Sam McAllister is a legal technology leader, lawyer, and innovator. He was named to the FastCase 50 in 2022 and a finalist for the American Legal Technology Awards in 2021.


Tell me a little about your background and how you ended up doing what you do now.


My background covers a little bit of everything in technology. I built databases for my baseball cards in middle school and websites in high school for a local company. While majoring in computer science at Auburn, I got into more advanced coding and then worked in the campus IT department doing networking and software installs. I came to Lightfoot in 2007 based on my experience with some e-discovery software that the firm was using (the bar was low for any experience doing e-discovery back then). My role evolved into hot seat trial support, graphics, exhibits, etc. Over time, e-discovery demanded less hands-on administration, so I took on more trial work and general technology projects. I have since created many custom tools and websites used every day by our lawyers for their clients, including solutions inspired by ideas from our attorneys themselves.

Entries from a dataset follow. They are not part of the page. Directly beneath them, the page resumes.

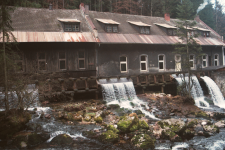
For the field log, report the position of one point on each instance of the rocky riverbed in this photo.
(93, 124)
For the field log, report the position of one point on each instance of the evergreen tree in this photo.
(188, 45)
(207, 15)
(185, 10)
(7, 36)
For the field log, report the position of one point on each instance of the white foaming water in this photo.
(183, 145)
(108, 92)
(124, 94)
(218, 145)
(215, 92)
(120, 91)
(196, 90)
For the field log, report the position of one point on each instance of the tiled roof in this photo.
(138, 23)
(44, 20)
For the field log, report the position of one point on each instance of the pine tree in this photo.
(188, 45)
(7, 36)
(206, 15)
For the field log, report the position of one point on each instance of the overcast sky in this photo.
(213, 1)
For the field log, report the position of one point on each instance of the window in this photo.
(177, 62)
(145, 30)
(111, 28)
(115, 29)
(204, 61)
(81, 59)
(41, 61)
(192, 61)
(143, 63)
(123, 64)
(161, 62)
(216, 60)
(72, 27)
(19, 63)
(62, 60)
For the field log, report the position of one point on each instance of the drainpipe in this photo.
(223, 55)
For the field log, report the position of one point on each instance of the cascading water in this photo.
(215, 92)
(196, 90)
(123, 94)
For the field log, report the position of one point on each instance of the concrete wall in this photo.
(51, 50)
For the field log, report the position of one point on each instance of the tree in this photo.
(188, 45)
(185, 10)
(207, 15)
(7, 36)
(219, 17)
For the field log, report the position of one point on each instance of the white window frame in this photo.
(206, 61)
(62, 59)
(72, 27)
(144, 62)
(163, 61)
(216, 60)
(192, 60)
(42, 60)
(177, 61)
(81, 59)
(115, 29)
(123, 62)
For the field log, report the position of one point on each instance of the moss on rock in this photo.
(112, 128)
(98, 119)
(109, 137)
(143, 141)
(143, 124)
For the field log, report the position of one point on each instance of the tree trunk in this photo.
(4, 59)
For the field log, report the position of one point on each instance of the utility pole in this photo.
(110, 5)
(151, 8)
(216, 13)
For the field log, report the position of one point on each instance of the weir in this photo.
(215, 92)
(196, 90)
(124, 95)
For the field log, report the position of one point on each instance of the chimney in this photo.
(81, 5)
(197, 18)
(50, 6)
(86, 10)
(167, 17)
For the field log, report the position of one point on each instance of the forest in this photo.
(212, 15)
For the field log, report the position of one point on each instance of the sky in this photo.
(213, 2)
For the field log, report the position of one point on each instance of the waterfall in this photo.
(215, 92)
(196, 90)
(123, 93)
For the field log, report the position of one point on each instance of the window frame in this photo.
(145, 62)
(216, 59)
(81, 59)
(206, 61)
(113, 27)
(73, 27)
(163, 61)
(21, 60)
(123, 62)
(41, 60)
(193, 68)
(62, 59)
(177, 61)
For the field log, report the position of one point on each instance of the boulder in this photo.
(62, 139)
(143, 141)
(220, 124)
(109, 137)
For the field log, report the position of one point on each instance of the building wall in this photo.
(109, 58)
(51, 50)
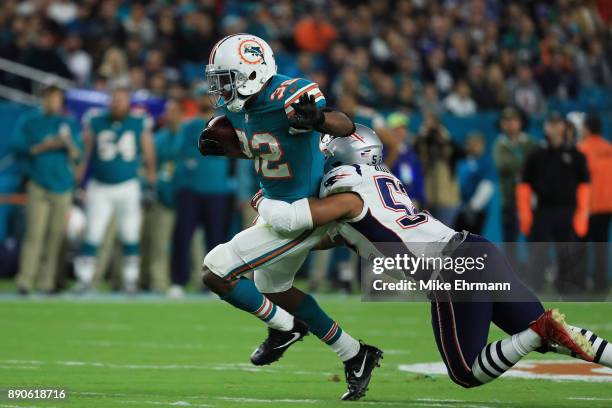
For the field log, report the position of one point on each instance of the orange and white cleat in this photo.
(551, 327)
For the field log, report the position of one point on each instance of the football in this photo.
(220, 130)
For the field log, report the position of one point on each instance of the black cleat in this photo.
(358, 371)
(277, 343)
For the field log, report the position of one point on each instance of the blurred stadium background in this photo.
(445, 83)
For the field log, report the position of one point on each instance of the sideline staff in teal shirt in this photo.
(49, 145)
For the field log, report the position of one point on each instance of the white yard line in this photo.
(166, 403)
(589, 399)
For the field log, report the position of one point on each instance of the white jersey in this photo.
(388, 215)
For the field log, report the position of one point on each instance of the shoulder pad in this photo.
(341, 179)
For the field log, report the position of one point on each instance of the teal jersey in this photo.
(368, 117)
(204, 175)
(116, 152)
(166, 152)
(53, 169)
(288, 163)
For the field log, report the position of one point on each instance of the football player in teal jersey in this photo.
(115, 141)
(278, 121)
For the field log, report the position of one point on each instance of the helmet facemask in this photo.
(223, 88)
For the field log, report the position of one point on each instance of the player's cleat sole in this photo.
(358, 371)
(551, 327)
(277, 342)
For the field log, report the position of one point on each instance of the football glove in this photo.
(257, 199)
(307, 116)
(149, 196)
(208, 146)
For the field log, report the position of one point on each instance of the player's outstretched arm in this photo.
(309, 116)
(307, 212)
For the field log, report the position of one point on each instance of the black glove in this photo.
(208, 146)
(307, 115)
(149, 196)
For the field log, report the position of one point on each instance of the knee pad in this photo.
(220, 260)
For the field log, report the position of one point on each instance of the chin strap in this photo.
(319, 128)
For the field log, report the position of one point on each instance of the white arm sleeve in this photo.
(284, 217)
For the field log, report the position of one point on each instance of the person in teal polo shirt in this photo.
(159, 218)
(204, 194)
(49, 144)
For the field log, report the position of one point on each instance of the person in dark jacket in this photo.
(557, 175)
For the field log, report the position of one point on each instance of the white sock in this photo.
(130, 271)
(603, 349)
(84, 269)
(281, 319)
(346, 347)
(498, 357)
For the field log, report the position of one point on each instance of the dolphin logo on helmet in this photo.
(239, 66)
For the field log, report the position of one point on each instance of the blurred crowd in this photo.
(383, 63)
(445, 55)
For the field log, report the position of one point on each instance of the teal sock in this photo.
(319, 323)
(245, 296)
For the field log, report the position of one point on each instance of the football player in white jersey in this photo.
(370, 206)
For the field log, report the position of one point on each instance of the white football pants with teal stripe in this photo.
(275, 258)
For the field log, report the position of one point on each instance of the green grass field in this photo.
(109, 352)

I am very lucky to be at a firm that gives me free rein to innovate.


Law firms tend to be viewed skeptically in terms of their adoption of technology. What are your thoughts on this?

The bar is definitely higher for wide acceptance of new software or a new technology-based process at a law firm. Senior partners have their way of doing things, and, honestly, you can’t argue with the fact that their way has historically been successful. However, I think you’d be hard-pressed to find any firms that are still around in 2023 that haven’t fully embraced technology – and, to that point, you’ll find even fewer five years from now. Technology is key to competing in today’s tight legal marketplace with so much competition, not just from other law firms but also ALSPs, accounting firms, etc…

How have you gone about developing legal tech surrounded by lawyers, some of whom I am guessing are pretty devoted to how they have historically done things?

When you’re implementing new technology for lawyers, it’s sometimes better to augment an existing process rather than just outright replace it. A lot of the solutions we’ve developed are built on the idea that this technology is going to be running in the background whether it’s used or not. When we built our voir dire software, for example, it was a given that we just weren’t going to be able to pry index cards out of some hands – and that’s fine. The system is built to embrace the analog parts of law while providing digital information on-the-fly with speed and efficiency you just can’t match.


What has been the most challenging technology project you've worked on at the firm and what made it so challenging?

The most challenging technology projects are always those that involve taking a large volume of data that’s built up over the years completely digital. Sometimes a lawyer will come to us with what seems like a simple request, such as “I wish we could run analytics on X.” What usually happens is that it turns into a project that is very time-consuming in terms of ensuring the solution results in reports with a useful format. In hindsight, it’s always better to make such modifications on the front end when implementing new systems, even if you don’t know when, or if, the information will ever be used.

To those seeking to introduce technology into their firm, what would be your advice?

My advice would be to start small. Find an existing process at your firm that is ripe for a digital upgrade and just give it a shot on your own time. Get feedback from legal assistants and paralegals on what improvements they’d like to see. As you get further along, present it to a few younger associates that might be more tech-savvy and ask them the same questions. Sooner than you think, you’ll have something pretty cool that is ready to implement but importantly, will cost the firm nothing if it doesn’t work out.